127.0.0.1 - - [16/Sep/2025:10:30:45 +0000] "GET /api/data HTTP/1.1" 200 1234 "http://example.com" "Mozilla/5.0..."

CSV Format

timestamp,ip,method,path,status_code,user_agent,size
2025-09-16T10:30:45,127.0.0.1,GET,/api/data,200,Mozilla/5.0...,1234

JSON/JSONL Format

{"timestamp": "2025-09-16T10:30:45", "ip": "127.0.0.1", "method": "GET", "path": "/api/data", "status": 200}

📊 Example Training Output

$ python -m aiwaf_flask.cli train --verbose

🚀 AIWAF Flask Training Tool
========================================
📁 Auto-configured data directory: C:\Users\username\aiwaf_data
🔍 Detection method: Selected data directory with most existing data
📁 Auto-configured log directory: C:\Users\username\logs
Log directory: C:\Users\username\logs
AI training: enabled
Min AI logs threshold: 10000
========================================

📁 Reading logs from: C:\Users\username\logs\access.log
📊 Total log lines found: 15,247
📋 Parsing 15,247 log entries...
✅ Successfully parsed 14,892 log entries
🔢 Generated 14,892 feature vectors for training
🤖 Training AI anomaly detection model...
📚 Learning suspicious keywords from logs...

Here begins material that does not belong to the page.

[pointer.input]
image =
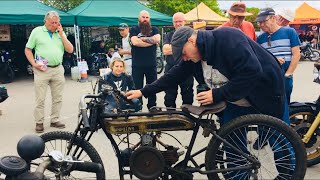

============================================================
🤖 AIWAF FLASK TRAINING COMPLETE
============================================================
📊 Training Data: 14,892 log entries processed
🤖 AI Model: Successfully trained with 99.7% feature retention
🚫 AI Blocked IPs: 0 (training mode)
📚 Keywords: 23 new suspicious keywords learned
🛡️  Exemptions: 5 IPs protected from blocking
🚫 404 Blocking: 3 IPs blocked for excessive 404s
✅ Enhanced protection is now active!

📈 Example Log Analysis Output

$ python -m aiwaf_flask.cli logs --format combined

📁 Auto-configured log directory: C:\Users\username\logs

📊 AIWAF Access Log Analysis
==================================================
Total Requests: 15,247
Blocked Requests: 423
Unique IPs: 1,892
Block Rate: 2.8%

📈 Status Code Distribution:
  • 200: 12,456 (81.7%)
  • 403: 423 (2.8%) 
  • 404: 1,234 (8.1%)
  • 429: 892 (5.9%)
  • 500: 242 (1.6%)

🌐 Top Client IPs:
  • 192.168.1.100: 2,345 requests (15.4%)
  • 10.0.0.25: 1,234 requests (8.1%)
  • 172.16.0.50: 987 requests (6.5%)

📊 Most Requested Paths:
  • /api/data: 3,456 requests
  • /health: 2,134 requests  
  • /dashboard: 1,876 requests
  • /api/users: 1,234 requests

🚫 Block Reasons:
  • Rate limit exceeded: 234 blocks
  • IP blacklisted: 123 blocks
  • Malicious keyword: 45 blocks
  • AI anomaly detected: 21 blocks

🛠️ Troubleshooting

Common Issues

"No log lines found" Error:
# Check log directory
python -m aiwaf_flask.cli logs --log-dir /path/to/logs

# Verify auto-detection
python -m aiwaf_flask.cli train --verbose
# Look for: "📁 Auto-configured log directory: ..."
"Need at least 10000 for AI training":
# Use keyword-only training
python -m aiwaf_flask.cli train --disable-ai

# Or force AI training (not recommended)
python -m aiwaf_flask.cli train --force-ai --min-ai-logs 100
Directory Inconsistency:
# Check auto-configuration
python -m aiwaf_flask.cli list all
# Should show same data directory regardless of working directory

# Set explicit paths if needed
export AIWAF_DATA_DIR=/app/data
export AIWAF_LOG_DIR=/app/logs

AI Dependencies Check

# Check if AI dependencies are available
python -c "
try:
    import numpy, sklearn
    print('✅ AI dependencies available')
except ImportError as e:
    print(f'❌ Missing: {e}')
    print('Install with: pip install aiwaf-flask[ai]')
"

🚀 Quick Reference

Essential Commands:
# Setup and basic usage
pip install aiwaf-flask[ai]
python -m aiwaf_flask.cli list all
python -m aiwaf_flask.cli train --verbose

# Management
python -m aiwaf_flask.cli add blacklist 10.0.0.1 --reason "Malicious"
python -m aiwaf_flask.cli logs --format combined
python -m aiwaf_flask.cli model --check

# Monitoring
python -m aiwaf_flask.cli stats
python -m aiwaf_flask.cli export --output backup.json
Remember: AIWAF learns and adapts to your application's traffic patterns. Regular training with fresh log data improves protection effectiveness. The auto-configuration system ensures commands work consistently across different environments.